Chapter 4 “Look! The Lion That Is of the Tribe of Judah” Par.14-20

He Courageously Upheld Justice

14 Bible prophecy foretold that the Messiah would clarify to the nations “what justice is.” (Matthew 12:18; Isaiah 42:1) Jesus certainly began to do so while here on earth. With great courage, he proved ever just and impartial in his dealings with people. For example, he refused to adopt the unscriptural prejudices and bigotry that were so prevalent in the world around him.

15 When Jesus spoke to a Samaritan woman at the well of Sychar, his disciples were surprised. Why? In those days, the Jews in general detested the Samaritans; this disdain reached back many, many years. (Ezra 4:4) Furthermore, some rabbis held a disparaging view of women. The rabbinic rules, later put into writing, discouraged a man from conversing with a woman; they even suggested that women were unworthy of being taught God’s Law. Samaritan women in particular were viewed as unclean. Jesus ignored such unjust prejudices and openly taught the Samaritan woman (who was living an immoral life), even revealing to her his identity as the Messiah.—John 4:5-27.

16 Have you ever found yourself in company with those who harbor ugly prejudices? Perhaps they joke contemptuously about people of another race or nation, speak disparagingly about members of the opposite sex, or look down on those of a different economic or social status. Followers of Christ do not sympathize with such hateful views, and they work hard to eradicate any trace of prejudice in their own hearts. (Acts 10:34) Each of us needs to cultivate the courage to be just in this regard.

17 Courage also led Jesus to fight for the cleanness of God’s people and for the arrangement for pure worship. Early in his ministry, he entered the temple area in Jerusalem and was appalled to see merchants and money changers operating their businesses there.
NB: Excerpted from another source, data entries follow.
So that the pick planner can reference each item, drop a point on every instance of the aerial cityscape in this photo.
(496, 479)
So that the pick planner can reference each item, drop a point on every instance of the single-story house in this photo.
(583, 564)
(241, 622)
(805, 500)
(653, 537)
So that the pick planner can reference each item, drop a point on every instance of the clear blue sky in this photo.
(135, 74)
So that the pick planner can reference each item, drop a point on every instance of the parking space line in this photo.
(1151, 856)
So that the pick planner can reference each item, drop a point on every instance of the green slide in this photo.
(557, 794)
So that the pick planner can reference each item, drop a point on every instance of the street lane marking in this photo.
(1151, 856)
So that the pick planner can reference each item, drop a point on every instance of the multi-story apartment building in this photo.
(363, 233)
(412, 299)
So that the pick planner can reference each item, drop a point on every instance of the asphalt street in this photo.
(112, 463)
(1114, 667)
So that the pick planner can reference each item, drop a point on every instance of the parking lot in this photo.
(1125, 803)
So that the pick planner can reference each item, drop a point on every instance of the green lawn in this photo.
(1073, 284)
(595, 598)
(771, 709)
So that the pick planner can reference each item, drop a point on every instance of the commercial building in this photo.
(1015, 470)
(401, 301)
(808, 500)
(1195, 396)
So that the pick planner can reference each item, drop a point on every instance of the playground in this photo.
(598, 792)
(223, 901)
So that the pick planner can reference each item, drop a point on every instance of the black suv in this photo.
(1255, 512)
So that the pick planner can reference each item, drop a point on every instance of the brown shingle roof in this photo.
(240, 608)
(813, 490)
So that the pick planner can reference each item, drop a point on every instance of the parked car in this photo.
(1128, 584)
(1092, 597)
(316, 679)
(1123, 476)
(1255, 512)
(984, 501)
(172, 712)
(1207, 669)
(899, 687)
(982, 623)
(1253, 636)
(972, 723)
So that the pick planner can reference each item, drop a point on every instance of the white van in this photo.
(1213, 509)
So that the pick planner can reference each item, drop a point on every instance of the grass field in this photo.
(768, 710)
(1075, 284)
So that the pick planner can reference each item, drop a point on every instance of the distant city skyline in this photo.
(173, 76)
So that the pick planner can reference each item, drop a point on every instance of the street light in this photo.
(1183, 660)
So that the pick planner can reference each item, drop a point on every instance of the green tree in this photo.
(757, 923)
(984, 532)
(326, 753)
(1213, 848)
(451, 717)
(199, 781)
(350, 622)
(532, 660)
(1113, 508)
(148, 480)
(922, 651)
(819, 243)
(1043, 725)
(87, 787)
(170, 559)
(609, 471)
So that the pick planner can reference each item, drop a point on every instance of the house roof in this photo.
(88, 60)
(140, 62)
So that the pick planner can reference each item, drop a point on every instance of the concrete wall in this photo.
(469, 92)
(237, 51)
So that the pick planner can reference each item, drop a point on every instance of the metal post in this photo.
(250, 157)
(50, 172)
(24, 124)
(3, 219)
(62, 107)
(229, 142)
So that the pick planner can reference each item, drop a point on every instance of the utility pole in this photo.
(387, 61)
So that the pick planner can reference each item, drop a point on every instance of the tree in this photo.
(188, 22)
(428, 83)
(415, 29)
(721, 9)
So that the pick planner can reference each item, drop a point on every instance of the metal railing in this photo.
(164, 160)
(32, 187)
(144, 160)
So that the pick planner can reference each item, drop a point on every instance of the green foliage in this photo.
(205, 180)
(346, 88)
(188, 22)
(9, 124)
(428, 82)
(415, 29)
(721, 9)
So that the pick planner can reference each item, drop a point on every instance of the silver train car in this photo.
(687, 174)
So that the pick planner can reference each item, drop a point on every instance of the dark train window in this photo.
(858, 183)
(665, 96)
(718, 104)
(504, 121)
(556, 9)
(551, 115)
Filled with righteous indignation, Jesus threw those greedy men and their merchandise out of there. (John 2:13-17) He took similar action later, near the close of his ministry. (Mark 11:15-18) These deeds surely made him some powerful enemies, yet he did not hesitate. Why? From childhood, he called that temple his Father’s house—and he meant it. (Luke 2:49) To pollute the pure worship carried on there was an injustice he could never condone. His zeal gave him the courage to do what was needed.

18 Christ’s followers today likewise care deeply about the cleanness of God’s people and the arrangement for pure worship. If they see that a fellow Christian is involved in serious wrongdoing, they do not simply turn a blind eye. They courageously speak up. (1 Corinthians 1:11) They make sure that the congregation elders are informed. The elders can help those who are spiritually sick and can also take action to preserve the clean standing of Jehovah’s sheep.—James 5:14, 15.

19 Should we conclude, though, that Jesus fought social injustice in the world at large? There certainly were injustices all around him. His homeland was occupied by a foreign power. The Romans oppressed the Jews with a powerful military presence, taxed them heavily, and even interfered with their religious customs. Not surprisingly, many people wanted Jesus to get involved in the politics of his day. (John 6:14, 15) Again, his courage had to come into play.

20 Jesus explained that his Kingdom was no part of the world. By his example, he trained his followers to keep out of the political fights of the day and to focus instead on preaching the good news of God’s Kingdom. (John 17:16; 18:36) He taught a powerful lesson regarding neutrality when the mob came to arrest him. Peter sprang into action, impulsively swinging his sword and injuring a man. It is easy to sympathize with Peter. If ever violence might have seemed justified, it was on that night, when God’s innocent Son was attacked. Yet, Jesus then set the standard for his earthly followers down to this day: “Return your sword to its place, for all those who take the sword will perish by the sword.” (Matthew 26:51-54) For Christ’s followers, maintaining such a peaceful stand surely took courage then, as it does today. As a result of their Christian neutrality, God’s people today have a clean record when it comes to the countless modern-day wars, holocausts, riots, and similar acts of violence. That sterling record is one reward for their courage.

[Study Questions]

14, 15. (a) What is one way in which Jesus made clear “what justice is”? (b) In speaking to a Samaritan woman, what prejudices did Jesus ignore?
16. Why do Christians need the courage to be different when it comes to prejudice?
17. What action did Jesus take in the temple, and why?
18. How may Christians today show courage when it comes to the cleanness of the congregation?
19, 20. (a) What injustices were rampant in Jesus’ day, and what pressure did Jesus face? (b) Why do Christ’s followers refuse to get involved in politics and violence, and what is one reward for their stand?